Intrinsic Semiconductor Conductivity Calculator

Calculator Inputs

Use cm-based mobility and density units. The calculator returns conductivity in both S/cm and S/m.

Temperature (K)

Band Gap E_g (eV)

Electron Mobility μ_n (cm²/V·s)

Hole Mobility μ_p (cm²/V·s)

Conduction Band Density N_c (cm^-3)

Valence Band Density N_v (cm^-3)

Electric Field E (V/cm)

Plot Minimum Temperature (K)

Plot Maximum Temperature (K)

Plot Points

Plotly Graph

The plot shows how conductivity and intrinsic carrier concentration vary across the selected temperature range.

Example Data Table

Material Case	Temperature (K)	Band Gap (eV)	μ_n (cm²/V·s)	μ_p (cm²/V·s)	n_i (cm^-3)	Conductivity (S/cm)
Silicon at 300 K	300	1.12	1,350	480	6.6759e+9	1.9574e-6
Germanium at 300 K	300	0.66	3,900	1,900	2.2586e+13	2.0988e-2
Gallium Arsenide at 300 K	300	1.42	8,500	400	2.1435e+6	3.0565e-9

Formula Used

Intrinsic carrier concentration

n_i = √(N_cN_v) × exp[ -E_g / (2kT) ]

Intrinsic conductivity

σ = q × n_i × (μ_n + μ_p)

Resistivity

ρ = 1 / σ

Current density

J = σ × E

Here, q is electron charge, k is Boltzmann’s constant, T is absolute temperature, E_g is band gap, N_c and N_v are effective density states, and μ_n, μ_p are carrier mobilities.

This model is useful for estimating ideal intrinsic behavior.

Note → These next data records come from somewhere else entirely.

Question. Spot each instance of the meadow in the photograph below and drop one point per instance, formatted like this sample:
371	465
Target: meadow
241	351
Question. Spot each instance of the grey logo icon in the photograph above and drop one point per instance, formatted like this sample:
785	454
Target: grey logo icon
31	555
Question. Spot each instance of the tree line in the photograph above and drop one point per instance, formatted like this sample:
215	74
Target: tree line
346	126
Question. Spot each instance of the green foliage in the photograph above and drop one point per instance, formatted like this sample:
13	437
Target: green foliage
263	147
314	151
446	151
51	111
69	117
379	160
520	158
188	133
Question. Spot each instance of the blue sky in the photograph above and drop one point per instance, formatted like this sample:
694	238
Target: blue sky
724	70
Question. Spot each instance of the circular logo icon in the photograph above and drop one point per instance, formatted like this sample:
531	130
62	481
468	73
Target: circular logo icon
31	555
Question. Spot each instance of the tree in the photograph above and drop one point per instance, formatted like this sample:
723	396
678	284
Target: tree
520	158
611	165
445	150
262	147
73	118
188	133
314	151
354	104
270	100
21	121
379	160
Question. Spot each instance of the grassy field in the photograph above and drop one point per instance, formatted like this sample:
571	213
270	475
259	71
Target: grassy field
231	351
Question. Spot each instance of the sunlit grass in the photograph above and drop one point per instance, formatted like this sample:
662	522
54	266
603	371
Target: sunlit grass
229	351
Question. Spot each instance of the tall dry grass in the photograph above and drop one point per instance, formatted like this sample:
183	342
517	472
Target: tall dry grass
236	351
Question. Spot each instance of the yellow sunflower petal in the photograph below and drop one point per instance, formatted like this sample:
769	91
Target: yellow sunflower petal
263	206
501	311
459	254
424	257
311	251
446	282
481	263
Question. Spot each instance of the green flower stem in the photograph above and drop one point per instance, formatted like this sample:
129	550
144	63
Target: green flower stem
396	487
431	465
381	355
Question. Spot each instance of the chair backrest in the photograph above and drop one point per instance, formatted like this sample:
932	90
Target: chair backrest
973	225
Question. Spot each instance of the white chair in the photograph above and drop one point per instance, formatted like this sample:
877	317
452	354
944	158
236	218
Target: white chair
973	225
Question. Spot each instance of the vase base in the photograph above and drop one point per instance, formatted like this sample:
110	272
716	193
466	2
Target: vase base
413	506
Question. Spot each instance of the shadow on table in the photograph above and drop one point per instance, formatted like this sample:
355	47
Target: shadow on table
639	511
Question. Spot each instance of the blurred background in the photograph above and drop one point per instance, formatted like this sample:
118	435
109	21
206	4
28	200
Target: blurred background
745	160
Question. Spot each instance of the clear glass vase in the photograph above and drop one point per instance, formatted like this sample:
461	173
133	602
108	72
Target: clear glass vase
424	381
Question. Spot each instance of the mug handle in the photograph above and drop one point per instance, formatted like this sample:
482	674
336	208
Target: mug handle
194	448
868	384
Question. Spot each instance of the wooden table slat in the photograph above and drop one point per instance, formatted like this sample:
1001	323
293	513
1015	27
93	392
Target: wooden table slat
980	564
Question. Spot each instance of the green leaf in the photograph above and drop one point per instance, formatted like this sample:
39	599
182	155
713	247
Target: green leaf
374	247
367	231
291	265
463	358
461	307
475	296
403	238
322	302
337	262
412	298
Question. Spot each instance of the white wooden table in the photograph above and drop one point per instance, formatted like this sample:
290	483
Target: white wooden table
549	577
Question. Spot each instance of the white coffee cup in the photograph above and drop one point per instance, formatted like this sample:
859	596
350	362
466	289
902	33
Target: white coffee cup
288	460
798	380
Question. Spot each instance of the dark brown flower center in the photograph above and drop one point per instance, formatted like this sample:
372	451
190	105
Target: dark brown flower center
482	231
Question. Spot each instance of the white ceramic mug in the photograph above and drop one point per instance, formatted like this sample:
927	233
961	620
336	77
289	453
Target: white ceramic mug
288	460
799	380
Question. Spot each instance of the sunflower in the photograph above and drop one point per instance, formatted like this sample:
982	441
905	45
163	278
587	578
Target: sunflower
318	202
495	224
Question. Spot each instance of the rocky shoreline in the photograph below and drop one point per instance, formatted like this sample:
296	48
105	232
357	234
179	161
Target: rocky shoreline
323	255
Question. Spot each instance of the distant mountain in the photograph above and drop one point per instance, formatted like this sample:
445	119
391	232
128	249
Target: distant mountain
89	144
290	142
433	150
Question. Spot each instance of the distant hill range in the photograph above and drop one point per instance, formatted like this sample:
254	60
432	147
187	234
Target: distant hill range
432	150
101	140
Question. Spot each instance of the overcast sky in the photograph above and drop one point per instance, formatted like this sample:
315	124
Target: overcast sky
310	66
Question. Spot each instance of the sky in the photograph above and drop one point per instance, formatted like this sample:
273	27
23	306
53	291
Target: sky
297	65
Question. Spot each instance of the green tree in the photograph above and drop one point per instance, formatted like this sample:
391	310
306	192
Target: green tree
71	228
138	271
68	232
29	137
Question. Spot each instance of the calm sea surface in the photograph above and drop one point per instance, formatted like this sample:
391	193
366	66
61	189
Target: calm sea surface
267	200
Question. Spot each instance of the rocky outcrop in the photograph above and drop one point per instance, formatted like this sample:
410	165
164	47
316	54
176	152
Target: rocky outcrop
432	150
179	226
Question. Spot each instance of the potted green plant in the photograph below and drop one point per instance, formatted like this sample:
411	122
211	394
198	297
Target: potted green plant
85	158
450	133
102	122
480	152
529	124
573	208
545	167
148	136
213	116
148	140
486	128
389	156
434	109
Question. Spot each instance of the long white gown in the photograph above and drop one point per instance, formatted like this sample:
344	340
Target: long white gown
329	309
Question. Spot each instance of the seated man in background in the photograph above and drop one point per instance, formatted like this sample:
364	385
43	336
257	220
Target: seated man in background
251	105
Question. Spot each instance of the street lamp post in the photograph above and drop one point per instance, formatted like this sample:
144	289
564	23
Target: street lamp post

Real materials can deviate because of impurity levels, scattering changes, temperature-dependent mobility, and non-ideal band structure effects.

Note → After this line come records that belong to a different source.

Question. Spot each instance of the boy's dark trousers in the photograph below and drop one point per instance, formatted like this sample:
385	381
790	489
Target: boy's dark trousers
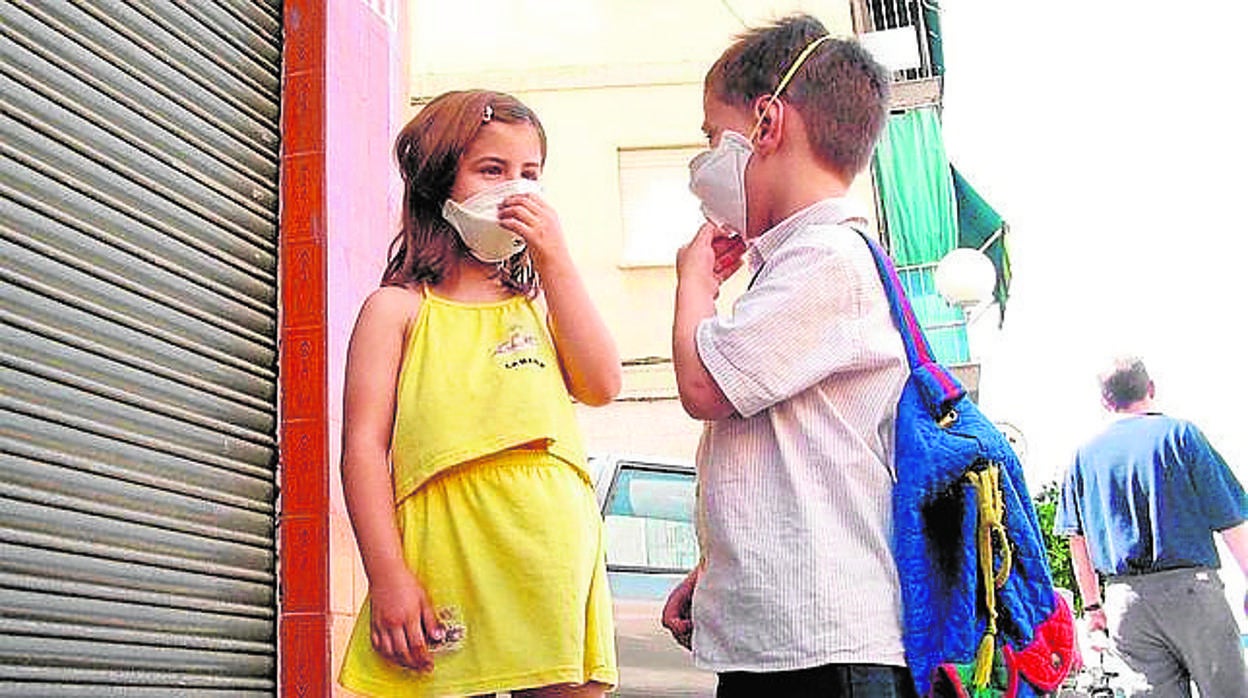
829	681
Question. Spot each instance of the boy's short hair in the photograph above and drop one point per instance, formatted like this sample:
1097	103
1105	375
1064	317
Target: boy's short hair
840	91
1125	381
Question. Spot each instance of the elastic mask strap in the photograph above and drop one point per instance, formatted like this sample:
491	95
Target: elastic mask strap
784	81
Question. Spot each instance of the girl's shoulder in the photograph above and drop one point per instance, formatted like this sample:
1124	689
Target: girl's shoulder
394	306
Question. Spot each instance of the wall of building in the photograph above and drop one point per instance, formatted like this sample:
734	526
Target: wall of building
365	108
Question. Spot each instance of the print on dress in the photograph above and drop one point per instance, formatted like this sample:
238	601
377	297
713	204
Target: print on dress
519	350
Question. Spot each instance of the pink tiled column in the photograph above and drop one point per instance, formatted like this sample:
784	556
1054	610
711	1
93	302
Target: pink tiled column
303	536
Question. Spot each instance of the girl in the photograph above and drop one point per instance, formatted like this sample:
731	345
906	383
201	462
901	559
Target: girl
462	465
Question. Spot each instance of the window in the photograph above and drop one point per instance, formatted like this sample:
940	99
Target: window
660	214
649	520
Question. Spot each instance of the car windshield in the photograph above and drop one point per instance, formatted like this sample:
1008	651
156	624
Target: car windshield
649	520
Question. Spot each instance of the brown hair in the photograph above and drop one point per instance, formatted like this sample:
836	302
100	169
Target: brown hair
428	151
840	90
1125	381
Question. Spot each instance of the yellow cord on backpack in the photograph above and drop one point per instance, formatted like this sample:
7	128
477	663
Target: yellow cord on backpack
991	510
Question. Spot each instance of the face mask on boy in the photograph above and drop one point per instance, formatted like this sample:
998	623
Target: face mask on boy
718	176
718	179
476	220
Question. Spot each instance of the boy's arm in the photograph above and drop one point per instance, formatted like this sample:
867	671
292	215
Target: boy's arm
697	289
1087	581
1237	542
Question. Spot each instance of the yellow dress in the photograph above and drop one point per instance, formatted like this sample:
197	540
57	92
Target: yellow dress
497	515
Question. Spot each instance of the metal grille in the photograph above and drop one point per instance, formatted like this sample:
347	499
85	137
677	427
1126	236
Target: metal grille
137	368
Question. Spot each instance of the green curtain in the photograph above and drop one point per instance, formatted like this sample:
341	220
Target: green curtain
979	224
916	187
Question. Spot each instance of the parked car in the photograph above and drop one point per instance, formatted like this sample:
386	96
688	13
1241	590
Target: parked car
648	513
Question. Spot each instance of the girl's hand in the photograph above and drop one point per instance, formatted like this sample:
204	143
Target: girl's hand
529	216
403	622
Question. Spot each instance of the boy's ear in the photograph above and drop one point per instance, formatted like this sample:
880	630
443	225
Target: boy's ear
769	115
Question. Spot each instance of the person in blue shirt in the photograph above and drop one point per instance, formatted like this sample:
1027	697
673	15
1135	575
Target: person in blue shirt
1140	503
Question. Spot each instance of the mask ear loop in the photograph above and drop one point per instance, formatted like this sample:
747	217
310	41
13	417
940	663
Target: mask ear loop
784	81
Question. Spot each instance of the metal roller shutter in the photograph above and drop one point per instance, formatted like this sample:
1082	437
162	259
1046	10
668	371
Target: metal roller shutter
137	371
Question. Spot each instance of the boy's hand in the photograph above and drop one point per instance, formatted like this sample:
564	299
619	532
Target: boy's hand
709	259
678	611
729	250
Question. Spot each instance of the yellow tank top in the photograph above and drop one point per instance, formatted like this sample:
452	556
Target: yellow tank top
478	378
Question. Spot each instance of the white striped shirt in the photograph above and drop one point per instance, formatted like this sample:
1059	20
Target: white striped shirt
794	503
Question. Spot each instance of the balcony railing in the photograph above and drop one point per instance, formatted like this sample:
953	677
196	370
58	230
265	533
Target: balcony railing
900	35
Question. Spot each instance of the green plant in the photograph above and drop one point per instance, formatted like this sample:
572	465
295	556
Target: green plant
1058	547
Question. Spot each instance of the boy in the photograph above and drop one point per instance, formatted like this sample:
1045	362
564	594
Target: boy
796	593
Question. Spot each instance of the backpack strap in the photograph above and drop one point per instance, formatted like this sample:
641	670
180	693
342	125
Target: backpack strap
939	387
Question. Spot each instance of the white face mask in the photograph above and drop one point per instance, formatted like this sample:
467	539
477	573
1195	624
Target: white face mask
718	179
476	220
718	176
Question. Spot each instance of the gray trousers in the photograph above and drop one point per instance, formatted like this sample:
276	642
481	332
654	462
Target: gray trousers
1173	628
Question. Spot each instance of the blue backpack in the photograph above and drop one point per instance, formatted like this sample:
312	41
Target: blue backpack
981	617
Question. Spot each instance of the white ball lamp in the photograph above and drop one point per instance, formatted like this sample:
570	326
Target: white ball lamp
966	277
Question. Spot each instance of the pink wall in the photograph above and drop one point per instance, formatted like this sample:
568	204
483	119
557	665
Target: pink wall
366	89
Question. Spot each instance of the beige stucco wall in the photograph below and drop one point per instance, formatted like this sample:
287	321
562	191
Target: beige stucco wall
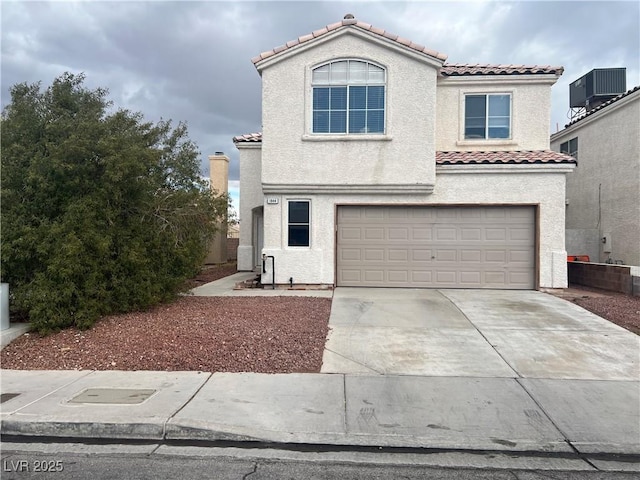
316	264
603	193
219	181
250	197
405	154
530	111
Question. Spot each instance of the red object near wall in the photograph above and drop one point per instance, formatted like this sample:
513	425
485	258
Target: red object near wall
578	258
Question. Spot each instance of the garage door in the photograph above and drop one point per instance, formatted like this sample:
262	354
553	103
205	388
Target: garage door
436	247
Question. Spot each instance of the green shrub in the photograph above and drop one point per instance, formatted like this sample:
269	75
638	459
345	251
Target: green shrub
101	212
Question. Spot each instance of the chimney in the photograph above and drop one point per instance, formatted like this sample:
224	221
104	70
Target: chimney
219	178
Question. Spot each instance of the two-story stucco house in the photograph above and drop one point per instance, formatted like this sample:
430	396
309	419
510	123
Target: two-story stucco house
603	196
381	165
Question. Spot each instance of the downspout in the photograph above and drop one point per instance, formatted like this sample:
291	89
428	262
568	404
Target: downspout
273	268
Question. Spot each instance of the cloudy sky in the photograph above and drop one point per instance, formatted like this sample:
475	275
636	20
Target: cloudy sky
191	61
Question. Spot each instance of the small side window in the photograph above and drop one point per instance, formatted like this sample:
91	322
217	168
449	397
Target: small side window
298	223
570	147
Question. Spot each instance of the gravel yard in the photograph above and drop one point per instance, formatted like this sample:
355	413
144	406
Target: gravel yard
211	334
227	334
621	309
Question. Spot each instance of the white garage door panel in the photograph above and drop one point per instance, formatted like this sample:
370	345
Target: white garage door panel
437	247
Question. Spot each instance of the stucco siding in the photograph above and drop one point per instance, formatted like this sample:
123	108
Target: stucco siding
603	193
404	154
316	263
531	102
250	197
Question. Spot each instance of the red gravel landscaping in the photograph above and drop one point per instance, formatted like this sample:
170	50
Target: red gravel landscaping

How to Use This Calculator

Enter the material temperature in kelvin.
Provide the semiconductor band gap in electron volts.
Enter electron and hole mobilities in cm²/V·s.
Fill in conduction and valence band density values.
Enter electric field if you want current density.
Set the temperature range for the graph.
Press Calculate Conductivity to show results.
Use the export buttons to save CSV or PDF copies.

FAQs

1. What does intrinsic semiconductor mean?

It means the semiconductor is pure and undoped. Electrons and holes are generated thermally, and their concentrations are equal under intrinsic conditions.

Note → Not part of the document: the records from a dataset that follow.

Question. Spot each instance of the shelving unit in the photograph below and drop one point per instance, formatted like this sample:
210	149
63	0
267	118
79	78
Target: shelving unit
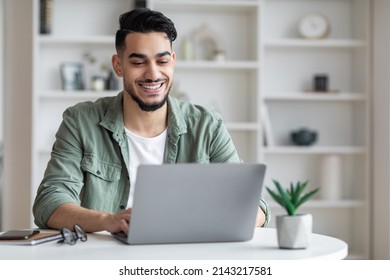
341	119
266	63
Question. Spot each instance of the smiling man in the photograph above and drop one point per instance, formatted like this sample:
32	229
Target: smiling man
91	174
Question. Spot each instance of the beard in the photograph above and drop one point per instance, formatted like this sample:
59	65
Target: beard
144	106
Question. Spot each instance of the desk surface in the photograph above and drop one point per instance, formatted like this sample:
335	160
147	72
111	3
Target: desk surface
103	246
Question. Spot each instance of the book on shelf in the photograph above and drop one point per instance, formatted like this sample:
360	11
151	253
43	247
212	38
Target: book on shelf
45	16
266	126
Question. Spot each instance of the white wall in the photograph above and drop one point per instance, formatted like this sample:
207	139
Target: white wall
17	130
381	130
2	24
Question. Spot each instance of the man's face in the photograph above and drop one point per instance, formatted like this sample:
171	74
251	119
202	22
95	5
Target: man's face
147	66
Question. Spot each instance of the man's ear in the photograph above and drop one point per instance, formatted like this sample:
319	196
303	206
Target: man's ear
117	65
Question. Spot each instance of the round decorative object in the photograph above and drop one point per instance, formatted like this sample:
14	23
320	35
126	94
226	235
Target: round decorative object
314	26
303	137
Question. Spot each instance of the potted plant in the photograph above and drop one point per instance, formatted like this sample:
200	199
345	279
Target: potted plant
293	229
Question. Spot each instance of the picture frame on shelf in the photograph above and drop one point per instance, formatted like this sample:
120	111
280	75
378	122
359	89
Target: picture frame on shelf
72	75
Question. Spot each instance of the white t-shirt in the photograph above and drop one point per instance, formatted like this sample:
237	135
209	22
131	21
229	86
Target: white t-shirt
143	150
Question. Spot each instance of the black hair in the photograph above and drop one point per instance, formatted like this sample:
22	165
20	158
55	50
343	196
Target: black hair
143	20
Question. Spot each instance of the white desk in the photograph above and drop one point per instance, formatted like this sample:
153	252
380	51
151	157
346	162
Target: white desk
103	246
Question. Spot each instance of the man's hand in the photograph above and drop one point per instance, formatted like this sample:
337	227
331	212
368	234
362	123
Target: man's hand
118	221
69	214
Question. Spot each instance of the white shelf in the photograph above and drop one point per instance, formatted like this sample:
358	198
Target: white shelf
314	96
75	95
314	150
196	64
326	204
221	5
48	40
319	43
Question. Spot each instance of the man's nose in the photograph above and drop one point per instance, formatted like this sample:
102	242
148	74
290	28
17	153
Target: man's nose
152	72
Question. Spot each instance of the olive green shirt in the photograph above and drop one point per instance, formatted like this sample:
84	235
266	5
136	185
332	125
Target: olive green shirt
90	157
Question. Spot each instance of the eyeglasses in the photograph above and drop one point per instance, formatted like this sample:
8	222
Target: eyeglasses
71	237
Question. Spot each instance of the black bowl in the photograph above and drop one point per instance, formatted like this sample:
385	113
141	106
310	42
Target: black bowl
304	137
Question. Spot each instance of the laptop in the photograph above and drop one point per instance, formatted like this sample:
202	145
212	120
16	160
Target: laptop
193	203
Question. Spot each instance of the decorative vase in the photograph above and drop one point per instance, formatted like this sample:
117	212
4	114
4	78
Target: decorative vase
294	232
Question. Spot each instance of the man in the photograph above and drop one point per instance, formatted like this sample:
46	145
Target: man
90	177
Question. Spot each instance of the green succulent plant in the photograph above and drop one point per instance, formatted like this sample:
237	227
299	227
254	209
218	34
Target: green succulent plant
291	198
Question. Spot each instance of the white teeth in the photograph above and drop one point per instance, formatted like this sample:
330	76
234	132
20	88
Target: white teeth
152	87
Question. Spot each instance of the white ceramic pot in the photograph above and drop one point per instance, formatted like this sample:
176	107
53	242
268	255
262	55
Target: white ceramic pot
294	232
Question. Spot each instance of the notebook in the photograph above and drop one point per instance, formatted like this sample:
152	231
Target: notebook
36	239
191	203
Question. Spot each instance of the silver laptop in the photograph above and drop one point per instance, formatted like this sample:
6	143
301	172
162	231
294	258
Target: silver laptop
191	203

2. Why does conductivity increase with temperature?

Higher temperature creates more electron-hole pairs. This usually raises intrinsic carrier concentration strongly, which increases conductivity despite mobility changes.

3. Why are N_c and N_v needed?

They describe the effective density of available states in the conduction and valence bands. They help estimate intrinsic carrier concentration more realistically.

4. What units does this calculator use?

Temperature uses kelvin. Mobilities use cm²/V·s. N_c and N_v use cm^-3. Conductivity is reported in S/cm and S/m.

5. Can I use this for doped semiconductors?

Not directly. This page is built for intrinsic behavior only. Doped materials need donor, acceptor, and charge-neutrality relations.

6. Why is the result extremely small for wide band gap materials?

A larger band gap sharply reduces thermal carrier generation. That makes intrinsic concentration and conductivity much lower at the same temperature.

7. What does current density represent here?

It shows the expected conduction current per unit area under the entered electric field. It is calculated from conductivity multiplied by field strength.

8. Is this suitable for chemistry students?

Yes. It helps connect band gap, thermal activation, carrier mobility, and electrical response in a simple, visual learning format.